Though there are many versions of this soup, the traditional, tomato-based Spanish recipe is the one to go for. It is an uncooked soup and is very similar to a smoothie – it is like salad made in a blender.
1 kg tomatoes, peeled and quartered
1 medium red sweet pepper, deseeded and roughly chopped
½ medium cucumber, peeled, deseeded and roughly chopped
15 ml chives, snipped into 3 mm sections
80 ml extra-virgin olive oil
1 slice white bread, torn into bite-size pieces or 25 g almond flakes
5 ml crushed garlic
30 ml white wine vinegar
salt and freshly ground pepper to taste
½ cucumber, deseeded and diced and/or
1 medium green pepper, deseeded and diced and/or
celery, diced or cut into sticks (I buy the WW Carrot & Celery Fingers and use the carrots for something else)
Creme Fraiche (optional)
- Combine all the ingredients in a food processor and process until you get the required consistency.

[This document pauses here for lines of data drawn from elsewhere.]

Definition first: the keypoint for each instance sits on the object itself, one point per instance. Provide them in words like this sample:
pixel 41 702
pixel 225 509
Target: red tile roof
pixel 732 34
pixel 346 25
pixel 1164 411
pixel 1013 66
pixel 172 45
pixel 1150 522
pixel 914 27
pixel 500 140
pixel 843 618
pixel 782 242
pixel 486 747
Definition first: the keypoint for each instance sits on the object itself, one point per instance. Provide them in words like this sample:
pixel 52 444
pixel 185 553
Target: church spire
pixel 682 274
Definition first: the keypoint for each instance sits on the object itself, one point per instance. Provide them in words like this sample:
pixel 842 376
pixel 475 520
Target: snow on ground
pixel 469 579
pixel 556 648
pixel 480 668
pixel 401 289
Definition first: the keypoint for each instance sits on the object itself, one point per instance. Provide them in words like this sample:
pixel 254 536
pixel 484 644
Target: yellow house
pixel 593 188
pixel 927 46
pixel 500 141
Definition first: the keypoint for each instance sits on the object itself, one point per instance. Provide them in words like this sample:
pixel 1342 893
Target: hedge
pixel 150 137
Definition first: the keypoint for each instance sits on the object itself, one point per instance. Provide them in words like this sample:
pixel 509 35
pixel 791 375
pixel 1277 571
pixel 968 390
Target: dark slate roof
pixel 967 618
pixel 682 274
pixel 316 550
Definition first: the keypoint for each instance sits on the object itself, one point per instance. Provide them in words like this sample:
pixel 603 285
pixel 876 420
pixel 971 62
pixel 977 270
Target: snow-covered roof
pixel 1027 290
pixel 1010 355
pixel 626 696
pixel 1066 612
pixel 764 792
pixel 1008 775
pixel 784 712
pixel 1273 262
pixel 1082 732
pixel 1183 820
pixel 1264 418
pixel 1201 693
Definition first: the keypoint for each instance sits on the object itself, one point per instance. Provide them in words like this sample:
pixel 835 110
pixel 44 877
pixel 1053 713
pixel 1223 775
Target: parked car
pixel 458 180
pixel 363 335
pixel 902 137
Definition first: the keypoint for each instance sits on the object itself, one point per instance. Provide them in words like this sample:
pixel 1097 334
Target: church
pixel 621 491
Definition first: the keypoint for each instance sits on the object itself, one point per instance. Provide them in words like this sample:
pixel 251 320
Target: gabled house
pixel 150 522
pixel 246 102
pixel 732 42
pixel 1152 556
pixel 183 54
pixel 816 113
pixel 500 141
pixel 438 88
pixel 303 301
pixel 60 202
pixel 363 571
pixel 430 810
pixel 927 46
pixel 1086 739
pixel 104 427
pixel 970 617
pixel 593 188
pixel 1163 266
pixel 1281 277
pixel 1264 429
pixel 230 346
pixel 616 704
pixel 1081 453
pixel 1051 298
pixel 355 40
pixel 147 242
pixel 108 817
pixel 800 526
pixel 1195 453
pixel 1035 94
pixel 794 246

- Adjust the seasoning and refrigerate for 2 hours.
- Serve in individual glasses (150 ml each) with a dollop of creme fraiche and the diced vegetables or just a parsley leaf and a celery stick to stir. Alternatively, serve the soup in bowls with the garnishes on the side.
10 to 12 servings (depends on the size of the glasses you use).